Generally, OH incorporation is probably controlled predominantly by the availability of Li and water (provided that also Al is present), and an increase in Li leads to a decrease in LiOH by the formation of dry LiAl defects (Frigo et al., 2016), and, further, an increase in water activity leads to an increase in total OH. The observed trend on a larger scale suggests a general decrease in OH with pressure and depth – that is mainly driven by an unfavourable Al incorporation on the tetrahedral site (Stalder and Konzett, 2012; Frigo et al., 2016) – implying that quartz from large batholiths should exhibit less OH defects in their roots. Consequently, deep (late) erosion furnishes less OH-rich quartz grains compared to shallow (early) erosion (Fig. 9). This effect is further reinforced by the longer (and stronger) subjection to metamorphic overprint of the more basal portions of the plutonic bodies.

Figure 9 Sequence of schematic continental crust sections with granitic plutons (marked by crosses) that erode over time. In the sedimentary record the upper portion of a pluton is deposited as lower units (b) and the lower portion as upper units (c). Darker colours represent higher OH contents, taking into account that the OH incorporation exhibits a negative pressure trend and that lower parts of plutons are subjected to longer and more intense metamorphic overprint.

In conclusion, OH defects in quartz may be used to quantify geological processes, provided that a sufficiently large data set is present.

1. A statistical distribution of OH defects in metamorphic rocks could be used as a geothermometer, in which a higher degree of equilibration between the individual grains is reached at higher temperature.

2. In pyroclastic density current deposits (ignimbrites) the distribution of OH defects can be modelled in terms of diffusional loss allowing for an estimate on depositional temperature and the timescales of long-lasting cooling.

3. In specific cases the classification low OH = old and high OH = young may be a valuable tool. However, the application as a geochronometer is generally not possible since OH-rich grains primarily reflect their formation conditions independent of the age of the host rock, and OH-rich grains may be preserved in old sedimentary rocks, such in the 1.4 Gyr old Dala sandstone in Sweden.

4. Provided that a sufficiently large data set exists and that the different sources can be distinguished by their OH inventory, the quantification of mixing ratios of different reservoirs is possible.

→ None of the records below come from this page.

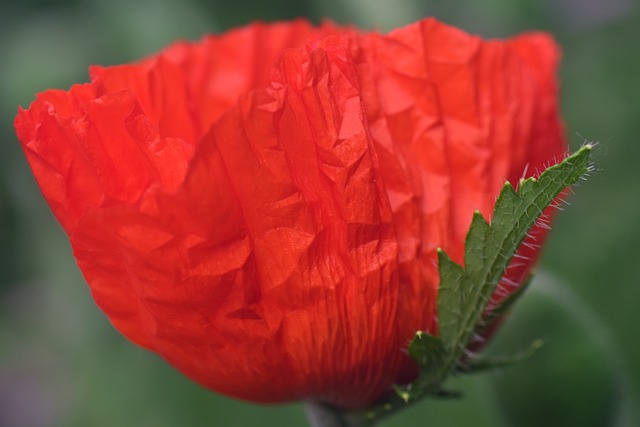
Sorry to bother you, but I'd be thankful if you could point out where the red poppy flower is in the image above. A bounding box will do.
[15,18,565,409]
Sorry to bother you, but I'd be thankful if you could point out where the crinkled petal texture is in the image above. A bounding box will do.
[15,18,565,408]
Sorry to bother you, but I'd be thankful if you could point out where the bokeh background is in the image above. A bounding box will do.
[1,0,639,426]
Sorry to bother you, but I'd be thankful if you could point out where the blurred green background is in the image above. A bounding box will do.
[1,0,639,426]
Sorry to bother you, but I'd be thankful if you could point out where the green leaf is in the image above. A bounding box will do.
[403,331,447,398]
[343,145,593,426]
[436,145,592,360]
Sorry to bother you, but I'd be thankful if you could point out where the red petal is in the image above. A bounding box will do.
[15,20,344,234]
[351,18,566,348]
[70,35,403,408]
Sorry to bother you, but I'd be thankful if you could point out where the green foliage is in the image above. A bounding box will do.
[348,146,592,426]
[437,145,592,358]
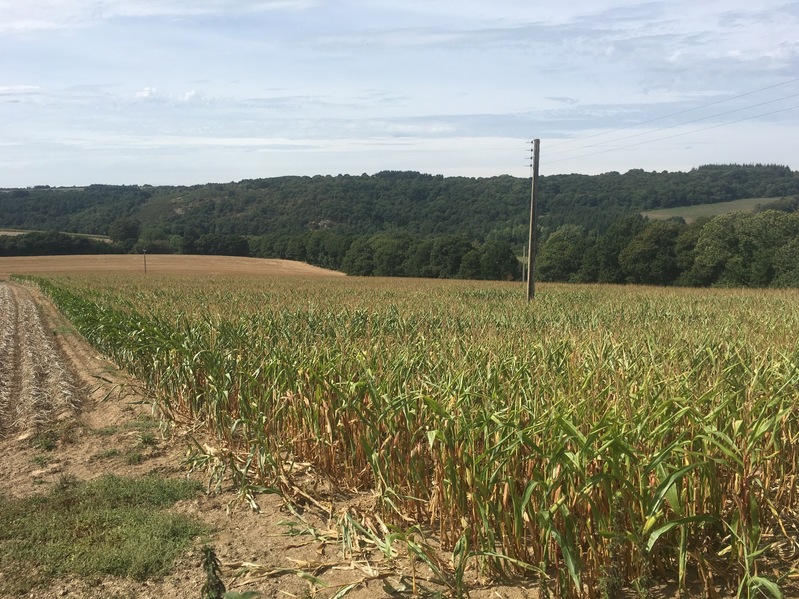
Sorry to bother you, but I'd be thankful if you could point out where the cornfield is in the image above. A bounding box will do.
[24,274,799,597]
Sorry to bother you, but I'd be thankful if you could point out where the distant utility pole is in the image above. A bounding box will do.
[522,244,527,283]
[526,138,540,302]
[143,248,147,274]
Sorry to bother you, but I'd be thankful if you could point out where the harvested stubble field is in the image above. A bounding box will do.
[0,282,82,442]
[0,254,346,278]
[1,255,798,598]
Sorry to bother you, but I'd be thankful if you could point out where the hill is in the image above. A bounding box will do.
[2,164,797,247]
[2,164,798,286]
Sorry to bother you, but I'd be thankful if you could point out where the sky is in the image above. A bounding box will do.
[1,0,798,187]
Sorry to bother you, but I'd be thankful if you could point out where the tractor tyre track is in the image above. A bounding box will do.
[0,282,82,439]
[0,282,21,437]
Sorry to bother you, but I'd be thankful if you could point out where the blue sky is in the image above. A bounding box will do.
[1,1,798,186]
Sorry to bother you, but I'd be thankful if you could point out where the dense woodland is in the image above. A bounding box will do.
[0,231,116,257]
[2,164,799,286]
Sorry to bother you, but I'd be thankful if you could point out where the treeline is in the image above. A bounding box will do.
[4,165,799,286]
[0,231,119,257]
[97,216,522,279]
[4,165,799,246]
[250,232,521,279]
[537,205,799,287]
[6,207,799,287]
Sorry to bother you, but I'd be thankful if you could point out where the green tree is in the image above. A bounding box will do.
[370,233,413,277]
[734,210,799,286]
[340,237,374,276]
[618,220,684,285]
[108,218,141,252]
[428,235,473,278]
[457,249,482,279]
[673,218,709,286]
[688,211,799,287]
[596,215,647,283]
[195,233,250,256]
[403,239,436,278]
[0,231,118,257]
[575,234,600,283]
[772,236,799,287]
[477,241,521,280]
[537,224,588,282]
[686,212,742,286]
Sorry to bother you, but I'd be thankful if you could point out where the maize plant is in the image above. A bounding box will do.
[22,274,799,598]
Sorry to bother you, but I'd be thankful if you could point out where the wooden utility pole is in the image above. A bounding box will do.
[522,244,527,283]
[143,248,147,274]
[526,138,540,302]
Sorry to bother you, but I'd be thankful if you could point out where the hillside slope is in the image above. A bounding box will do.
[2,164,797,245]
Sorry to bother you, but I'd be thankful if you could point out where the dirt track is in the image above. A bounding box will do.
[0,282,81,440]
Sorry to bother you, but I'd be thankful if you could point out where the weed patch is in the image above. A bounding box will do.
[30,430,57,451]
[94,425,120,436]
[32,454,49,467]
[0,474,205,594]
[125,451,145,465]
[93,448,121,460]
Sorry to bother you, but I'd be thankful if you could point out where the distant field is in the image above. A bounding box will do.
[641,196,784,222]
[0,254,345,278]
[0,229,111,242]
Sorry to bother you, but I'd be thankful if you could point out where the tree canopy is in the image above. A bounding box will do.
[2,164,798,284]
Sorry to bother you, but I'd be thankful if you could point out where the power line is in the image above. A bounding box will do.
[544,103,799,167]
[544,76,799,153]
[546,90,799,159]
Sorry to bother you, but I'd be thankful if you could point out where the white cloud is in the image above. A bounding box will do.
[130,87,205,104]
[0,85,42,96]
[1,1,798,185]
[134,86,159,99]
[0,0,316,33]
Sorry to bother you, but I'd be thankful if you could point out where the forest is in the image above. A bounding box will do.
[2,164,799,286]
[0,231,117,257]
[536,204,799,287]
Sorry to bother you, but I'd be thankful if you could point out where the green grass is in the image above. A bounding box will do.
[32,454,50,467]
[30,430,58,452]
[139,432,158,447]
[641,196,786,222]
[0,228,111,242]
[29,422,80,451]
[0,475,205,594]
[95,414,158,437]
[92,416,161,464]
[95,425,121,436]
[131,413,160,429]
[93,448,121,460]
[125,451,145,465]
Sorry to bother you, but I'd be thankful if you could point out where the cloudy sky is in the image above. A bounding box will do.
[1,1,798,187]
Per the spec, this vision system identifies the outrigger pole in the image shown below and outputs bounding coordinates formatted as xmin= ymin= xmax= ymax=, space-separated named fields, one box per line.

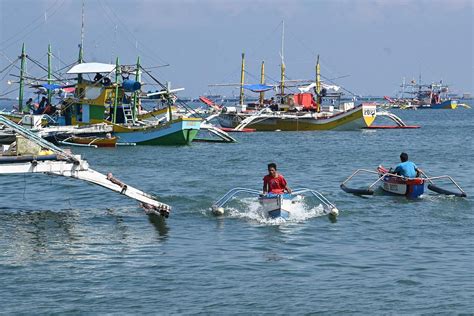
xmin=239 ymin=53 xmax=245 ymax=106
xmin=18 ymin=43 xmax=26 ymax=112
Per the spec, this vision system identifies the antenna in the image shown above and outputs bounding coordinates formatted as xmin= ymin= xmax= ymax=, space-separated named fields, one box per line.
xmin=280 ymin=20 xmax=285 ymax=64
xmin=80 ymin=0 xmax=85 ymax=59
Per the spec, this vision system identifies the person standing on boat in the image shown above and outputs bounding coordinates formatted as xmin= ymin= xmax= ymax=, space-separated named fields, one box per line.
xmin=393 ymin=152 xmax=421 ymax=178
xmin=263 ymin=163 xmax=292 ymax=194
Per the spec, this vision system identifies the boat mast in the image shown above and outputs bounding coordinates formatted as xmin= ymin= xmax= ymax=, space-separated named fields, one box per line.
xmin=280 ymin=21 xmax=285 ymax=103
xmin=239 ymin=52 xmax=245 ymax=106
xmin=133 ymin=56 xmax=140 ymax=124
xmin=113 ymin=57 xmax=120 ymax=124
xmin=47 ymin=43 xmax=52 ymax=103
xmin=18 ymin=43 xmax=26 ymax=112
xmin=259 ymin=61 xmax=265 ymax=106
xmin=316 ymin=55 xmax=321 ymax=112
xmin=77 ymin=0 xmax=85 ymax=83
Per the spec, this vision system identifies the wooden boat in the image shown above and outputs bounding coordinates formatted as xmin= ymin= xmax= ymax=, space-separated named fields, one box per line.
xmin=211 ymin=187 xmax=338 ymax=219
xmin=4 ymin=42 xmax=202 ymax=146
xmin=217 ymin=102 xmax=377 ymax=131
xmin=63 ymin=61 xmax=202 ymax=145
xmin=64 ymin=135 xmax=118 ymax=147
xmin=341 ymin=166 xmax=467 ymax=198
xmin=212 ymin=52 xmax=377 ymax=131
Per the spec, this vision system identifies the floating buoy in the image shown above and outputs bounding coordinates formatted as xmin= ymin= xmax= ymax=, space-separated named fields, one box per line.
xmin=329 ymin=207 xmax=339 ymax=216
xmin=212 ymin=206 xmax=225 ymax=216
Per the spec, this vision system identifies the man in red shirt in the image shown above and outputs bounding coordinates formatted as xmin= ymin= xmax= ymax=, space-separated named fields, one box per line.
xmin=263 ymin=163 xmax=292 ymax=194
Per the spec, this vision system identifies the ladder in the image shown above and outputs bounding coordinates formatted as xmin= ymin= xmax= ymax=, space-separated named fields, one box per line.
xmin=122 ymin=105 xmax=135 ymax=125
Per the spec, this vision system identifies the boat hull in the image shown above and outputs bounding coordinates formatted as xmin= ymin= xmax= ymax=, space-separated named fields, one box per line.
xmin=425 ymin=100 xmax=457 ymax=109
xmin=259 ymin=193 xmax=298 ymax=219
xmin=70 ymin=136 xmax=117 ymax=147
xmin=217 ymin=104 xmax=376 ymax=131
xmin=113 ymin=118 xmax=201 ymax=145
xmin=380 ymin=175 xmax=425 ymax=198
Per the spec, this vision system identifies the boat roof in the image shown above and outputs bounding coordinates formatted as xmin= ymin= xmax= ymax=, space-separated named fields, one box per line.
xmin=67 ymin=62 xmax=116 ymax=74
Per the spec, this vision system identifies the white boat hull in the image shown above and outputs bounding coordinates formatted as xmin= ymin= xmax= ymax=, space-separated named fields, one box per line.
xmin=258 ymin=194 xmax=300 ymax=219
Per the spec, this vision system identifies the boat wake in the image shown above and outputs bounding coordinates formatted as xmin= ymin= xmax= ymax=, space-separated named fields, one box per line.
xmin=223 ymin=197 xmax=327 ymax=225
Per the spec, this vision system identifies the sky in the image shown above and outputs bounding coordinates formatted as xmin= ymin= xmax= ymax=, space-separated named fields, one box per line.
xmin=0 ymin=0 xmax=472 ymax=99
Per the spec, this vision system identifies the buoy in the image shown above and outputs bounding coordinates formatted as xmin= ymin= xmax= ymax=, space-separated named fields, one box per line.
xmin=212 ymin=206 xmax=225 ymax=216
xmin=329 ymin=207 xmax=339 ymax=217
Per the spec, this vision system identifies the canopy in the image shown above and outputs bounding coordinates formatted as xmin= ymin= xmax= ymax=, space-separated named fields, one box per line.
xmin=243 ymin=84 xmax=274 ymax=93
xmin=67 ymin=62 xmax=116 ymax=74
xmin=298 ymin=82 xmax=341 ymax=93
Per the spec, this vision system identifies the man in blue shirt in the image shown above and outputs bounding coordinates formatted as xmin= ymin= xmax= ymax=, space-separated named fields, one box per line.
xmin=393 ymin=152 xmax=420 ymax=178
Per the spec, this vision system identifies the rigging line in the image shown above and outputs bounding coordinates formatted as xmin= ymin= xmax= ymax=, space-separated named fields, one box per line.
xmin=50 ymin=52 xmax=74 ymax=69
xmin=0 ymin=87 xmax=20 ymax=97
xmin=0 ymin=57 xmax=19 ymax=75
xmin=1 ymin=0 xmax=67 ymax=50
xmin=26 ymin=56 xmax=63 ymax=81
xmin=139 ymin=66 xmax=200 ymax=117
xmin=0 ymin=0 xmax=61 ymax=46
xmin=320 ymin=74 xmax=357 ymax=97
xmin=243 ymin=21 xmax=283 ymax=65
xmin=53 ymin=61 xmax=78 ymax=74
xmin=0 ymin=63 xmax=17 ymax=81
xmin=99 ymin=0 xmax=169 ymax=65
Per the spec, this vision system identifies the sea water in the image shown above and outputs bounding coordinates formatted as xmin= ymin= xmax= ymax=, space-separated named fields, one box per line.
xmin=0 ymin=103 xmax=473 ymax=313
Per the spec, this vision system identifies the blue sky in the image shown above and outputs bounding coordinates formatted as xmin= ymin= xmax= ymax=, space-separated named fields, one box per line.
xmin=0 ymin=0 xmax=472 ymax=98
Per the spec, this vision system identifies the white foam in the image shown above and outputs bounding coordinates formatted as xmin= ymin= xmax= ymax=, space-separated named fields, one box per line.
xmin=224 ymin=197 xmax=327 ymax=225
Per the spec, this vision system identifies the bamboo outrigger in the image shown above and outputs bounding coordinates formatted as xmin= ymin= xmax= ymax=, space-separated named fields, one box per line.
xmin=0 ymin=115 xmax=170 ymax=217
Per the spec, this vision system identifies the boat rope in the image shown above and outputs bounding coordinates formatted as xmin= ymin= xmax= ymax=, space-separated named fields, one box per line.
xmin=0 ymin=0 xmax=66 ymax=50
xmin=97 ymin=0 xmax=169 ymax=66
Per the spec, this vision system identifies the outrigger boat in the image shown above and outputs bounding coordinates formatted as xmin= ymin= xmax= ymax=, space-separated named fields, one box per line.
xmin=1 ymin=43 xmax=202 ymax=146
xmin=211 ymin=187 xmax=339 ymax=219
xmin=0 ymin=115 xmax=170 ymax=217
xmin=341 ymin=166 xmax=467 ymax=198
xmin=211 ymin=53 xmax=377 ymax=132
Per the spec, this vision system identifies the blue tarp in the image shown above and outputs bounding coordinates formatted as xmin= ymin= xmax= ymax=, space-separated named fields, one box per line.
xmin=41 ymin=83 xmax=62 ymax=90
xmin=243 ymin=84 xmax=274 ymax=93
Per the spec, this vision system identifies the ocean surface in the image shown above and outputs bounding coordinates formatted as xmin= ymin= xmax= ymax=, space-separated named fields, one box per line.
xmin=0 ymin=103 xmax=473 ymax=314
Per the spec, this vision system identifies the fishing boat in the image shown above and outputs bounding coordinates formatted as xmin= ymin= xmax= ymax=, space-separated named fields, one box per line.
xmin=0 ymin=115 xmax=171 ymax=217
xmin=210 ymin=51 xmax=377 ymax=131
xmin=341 ymin=166 xmax=467 ymax=198
xmin=386 ymin=78 xmax=459 ymax=109
xmin=2 ymin=42 xmax=202 ymax=146
xmin=61 ymin=60 xmax=202 ymax=145
xmin=211 ymin=187 xmax=339 ymax=219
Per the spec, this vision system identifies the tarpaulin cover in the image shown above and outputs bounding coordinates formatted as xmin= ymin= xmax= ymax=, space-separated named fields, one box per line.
xmin=243 ymin=84 xmax=274 ymax=92
xmin=42 ymin=83 xmax=62 ymax=90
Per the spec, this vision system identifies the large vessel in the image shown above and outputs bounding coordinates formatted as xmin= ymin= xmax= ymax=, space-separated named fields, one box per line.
xmin=386 ymin=78 xmax=458 ymax=109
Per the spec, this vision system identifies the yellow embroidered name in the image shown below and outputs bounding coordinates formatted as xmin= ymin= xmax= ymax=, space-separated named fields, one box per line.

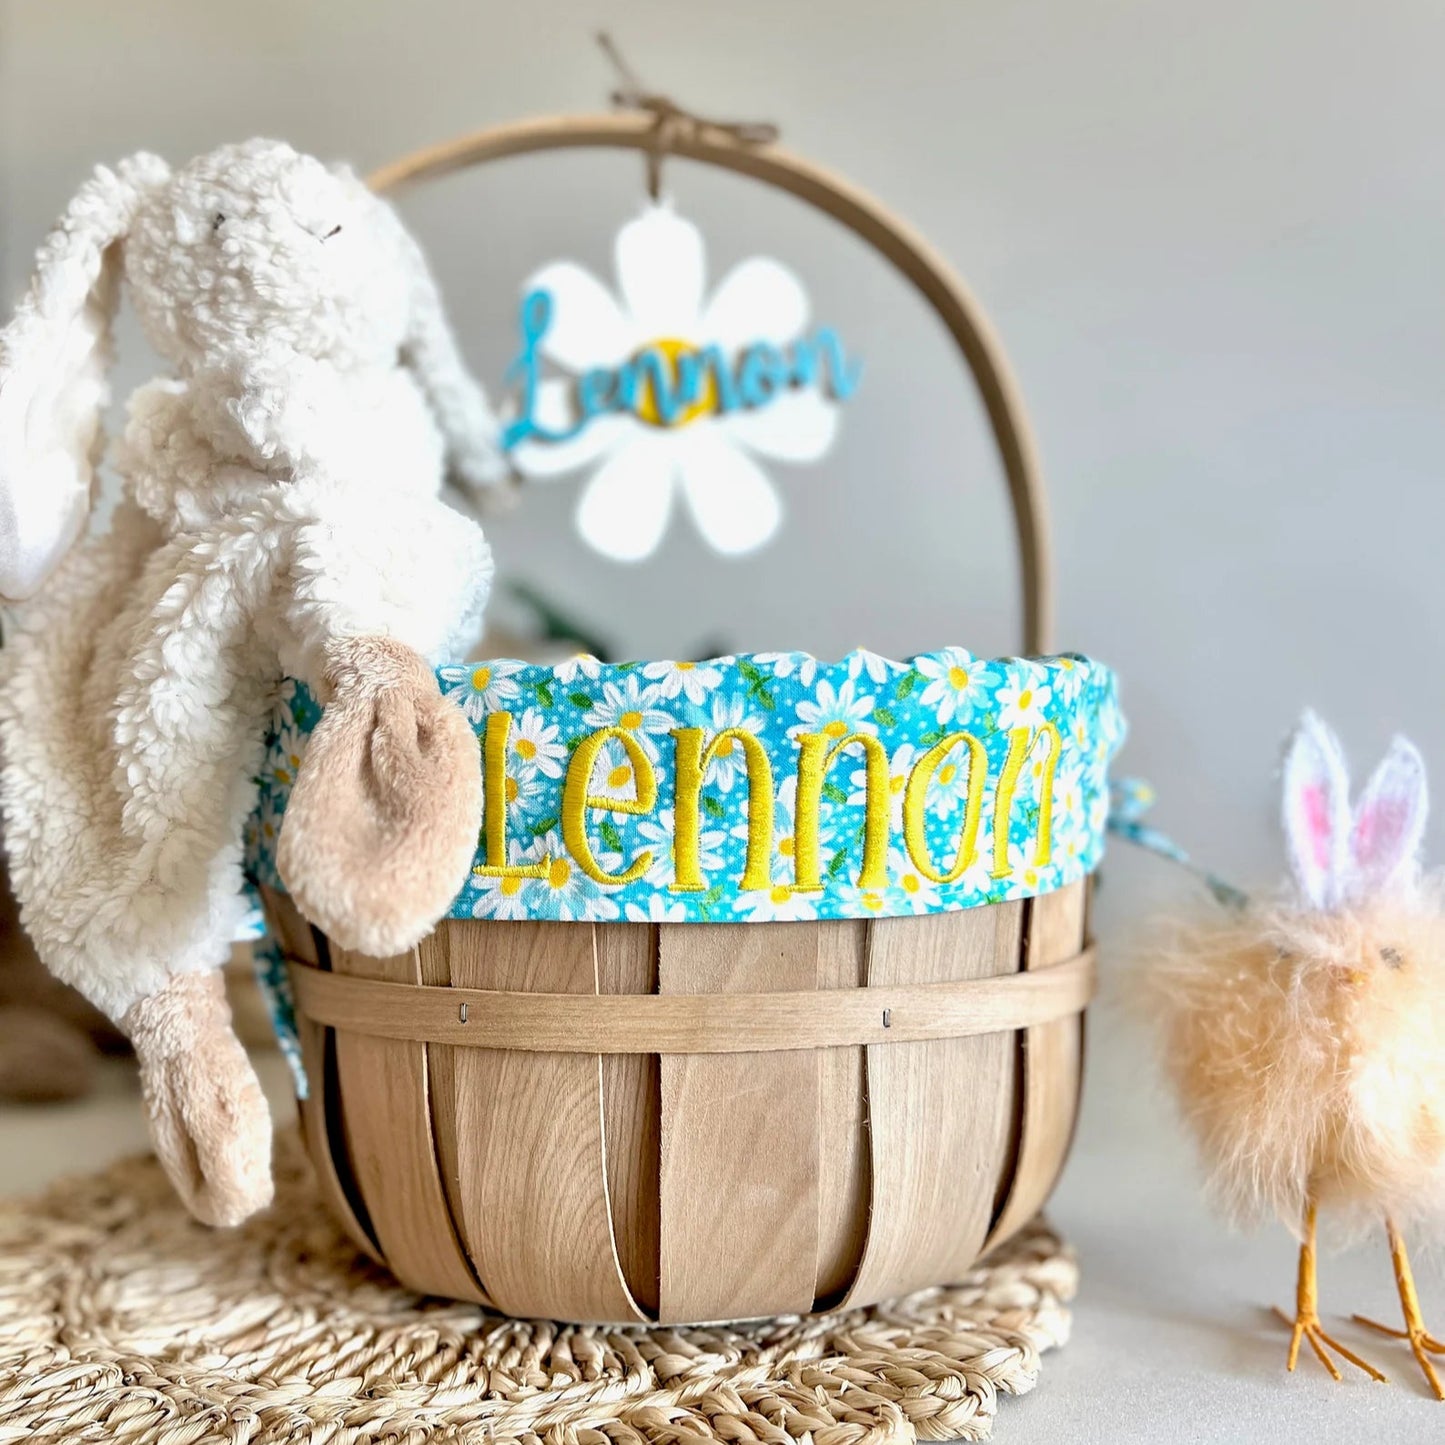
xmin=474 ymin=715 xmax=1058 ymax=895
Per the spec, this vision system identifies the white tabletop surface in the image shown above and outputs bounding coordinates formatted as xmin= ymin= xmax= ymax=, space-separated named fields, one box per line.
xmin=4 ymin=1012 xmax=1442 ymax=1444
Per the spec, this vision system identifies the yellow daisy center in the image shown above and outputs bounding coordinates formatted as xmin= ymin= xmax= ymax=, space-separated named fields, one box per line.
xmin=620 ymin=710 xmax=643 ymax=730
xmin=607 ymin=764 xmax=633 ymax=790
xmin=948 ymin=666 xmax=969 ymax=689
xmin=515 ymin=738 xmax=537 ymax=760
xmin=548 ymin=857 xmax=571 ymax=889
xmin=902 ymin=874 xmax=921 ymax=893
xmin=769 ymin=885 xmax=792 ymax=905
xmin=938 ymin=764 xmax=957 ymax=786
xmin=1018 ymin=689 xmax=1033 ymax=709
xmin=505 ymin=776 xmax=519 ymax=803
xmin=500 ymin=874 xmax=524 ymax=896
xmin=779 ymin=835 xmax=795 ymax=858
xmin=633 ymin=338 xmax=718 ymax=428
xmin=472 ymin=666 xmax=492 ymax=690
xmin=823 ymin=719 xmax=849 ymax=739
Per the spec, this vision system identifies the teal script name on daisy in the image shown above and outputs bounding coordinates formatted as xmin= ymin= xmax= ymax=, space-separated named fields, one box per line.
xmin=501 ymin=288 xmax=861 ymax=450
xmin=246 ymin=650 xmax=1126 ymax=926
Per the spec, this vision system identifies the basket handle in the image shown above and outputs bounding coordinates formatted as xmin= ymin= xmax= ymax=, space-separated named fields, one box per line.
xmin=371 ymin=114 xmax=1054 ymax=655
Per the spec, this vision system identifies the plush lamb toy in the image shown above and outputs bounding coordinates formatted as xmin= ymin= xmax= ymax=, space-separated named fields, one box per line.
xmin=0 ymin=140 xmax=501 ymax=1226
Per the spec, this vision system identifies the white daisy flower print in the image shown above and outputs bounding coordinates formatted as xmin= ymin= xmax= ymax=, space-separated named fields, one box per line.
xmin=267 ymin=717 xmax=308 ymax=790
xmin=879 ymin=845 xmax=944 ymax=915
xmin=509 ymin=708 xmax=567 ymax=780
xmin=696 ymin=693 xmax=768 ymax=794
xmin=625 ymin=896 xmax=689 ymax=924
xmin=581 ymin=676 xmax=674 ymax=761
xmin=913 ymin=648 xmax=994 ymax=726
xmin=754 ymin=651 xmax=818 ymax=689
xmin=996 ymin=675 xmax=1054 ymax=731
xmin=794 ymin=677 xmax=876 ymax=740
xmin=1051 ymin=764 xmax=1090 ymax=862
xmin=996 ymin=839 xmax=1047 ymax=894
xmin=637 ymin=807 xmax=725 ymax=888
xmin=848 ymin=649 xmax=908 ymax=685
xmin=849 ymin=741 xmax=917 ymax=830
xmin=508 ymin=832 xmax=623 ymax=922
xmin=954 ymin=834 xmax=1005 ymax=897
xmin=255 ymin=794 xmax=285 ymax=855
xmin=735 ymin=882 xmax=819 ymax=922
xmin=1051 ymin=655 xmax=1085 ymax=704
xmin=554 ymin=653 xmax=604 ymax=686
xmin=446 ymin=660 xmax=525 ymax=725
xmin=469 ymin=868 xmax=538 ymax=922
xmin=508 ymin=204 xmax=842 ymax=561
xmin=642 ymin=657 xmax=724 ymax=707
xmin=929 ymin=736 xmax=987 ymax=815
xmin=584 ymin=735 xmax=652 ymax=808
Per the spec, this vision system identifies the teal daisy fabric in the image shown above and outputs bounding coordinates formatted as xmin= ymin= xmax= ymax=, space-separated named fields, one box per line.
xmin=245 ymin=648 xmax=1125 ymax=927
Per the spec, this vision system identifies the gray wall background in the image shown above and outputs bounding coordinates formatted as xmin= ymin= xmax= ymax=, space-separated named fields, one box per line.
xmin=2 ymin=0 xmax=1441 ymax=932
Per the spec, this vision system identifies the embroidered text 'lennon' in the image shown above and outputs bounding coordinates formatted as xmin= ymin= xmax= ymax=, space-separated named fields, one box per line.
xmin=475 ymin=711 xmax=1058 ymax=897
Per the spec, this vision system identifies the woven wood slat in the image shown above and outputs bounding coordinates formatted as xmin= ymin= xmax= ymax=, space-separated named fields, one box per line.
xmin=986 ymin=881 xmax=1089 ymax=1250
xmin=657 ymin=923 xmax=822 ymax=1321
xmin=330 ymin=937 xmax=485 ymax=1302
xmin=438 ymin=920 xmax=646 ymax=1321
xmin=844 ymin=902 xmax=1024 ymax=1307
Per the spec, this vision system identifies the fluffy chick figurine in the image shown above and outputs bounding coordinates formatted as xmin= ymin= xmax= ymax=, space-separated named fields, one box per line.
xmin=0 ymin=141 xmax=501 ymax=1226
xmin=1144 ymin=712 xmax=1445 ymax=1396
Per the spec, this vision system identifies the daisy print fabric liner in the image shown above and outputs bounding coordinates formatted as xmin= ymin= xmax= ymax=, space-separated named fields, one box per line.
xmin=247 ymin=649 xmax=1125 ymax=925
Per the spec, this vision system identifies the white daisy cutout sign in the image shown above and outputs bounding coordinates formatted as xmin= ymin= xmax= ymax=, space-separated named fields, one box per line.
xmin=501 ymin=204 xmax=860 ymax=561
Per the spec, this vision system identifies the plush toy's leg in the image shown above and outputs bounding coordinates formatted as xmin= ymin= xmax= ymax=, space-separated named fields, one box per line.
xmin=1352 ymin=1219 xmax=1444 ymax=1401
xmin=1275 ymin=1198 xmax=1387 ymax=1383
xmin=124 ymin=971 xmax=273 ymax=1228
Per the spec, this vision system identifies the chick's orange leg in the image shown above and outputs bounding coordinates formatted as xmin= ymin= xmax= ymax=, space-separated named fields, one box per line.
xmin=1352 ymin=1218 xmax=1444 ymax=1401
xmin=1275 ymin=1198 xmax=1388 ymax=1384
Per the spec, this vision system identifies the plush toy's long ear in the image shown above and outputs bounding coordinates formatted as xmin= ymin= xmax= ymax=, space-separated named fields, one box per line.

12 Open problems and further research directions

Despite the progress during the past decade, several knowledge gaps persist. Further research directions could be addressed to (1) the formation and stability of hydrous defects during deformation, (2) experiments in a more narrow grid at 1–5 kbar, (3) the influence of high/low quartz transition, (4) experiments <1 kbar to verify the rapid increase in the low pressure regime and for application to volcanic rocks, (5) Li-H exchange in quartz from volcanic samples for quantification of eruption timescales, and (6) the nature of the band at 3200 cm⁻¹.

Other hitherto unsolved questions refer to the link between IR spectroscopy and other spectroscopic methods such as cathodoluminescence (CL) and optical stimulated luminescence spectroscopy (OSL). Despite several systematic studies a clear correlation between the spectral characteristics of IR and CL could so far not be established, and both methods seem to give complementary information (Müller et al., 2009; Stalder and Neuser, 2013; Potrafke et al., 2020). Very few studies combining IR and OSL were so far performed, and the existing data set does not reveal a clear correlation between IR and OSL characteristics. Hydrous point defects show a vague but barely significant positive correlation to the intensity of the OSL signal (Thamóné et al., 2020), and for molecular water (fluid inclusions) contrasting results – positive trends (Sharma et al., 2017) and no correlation (Thamóné et al., 2020) – were reported. The fact that for these methods the ideal grain size is different – typically 90–250 µm for OSL (Rhodes, 2011) and 250–1000 µm for IR – is unfavourable for combining both methods for the same sample material.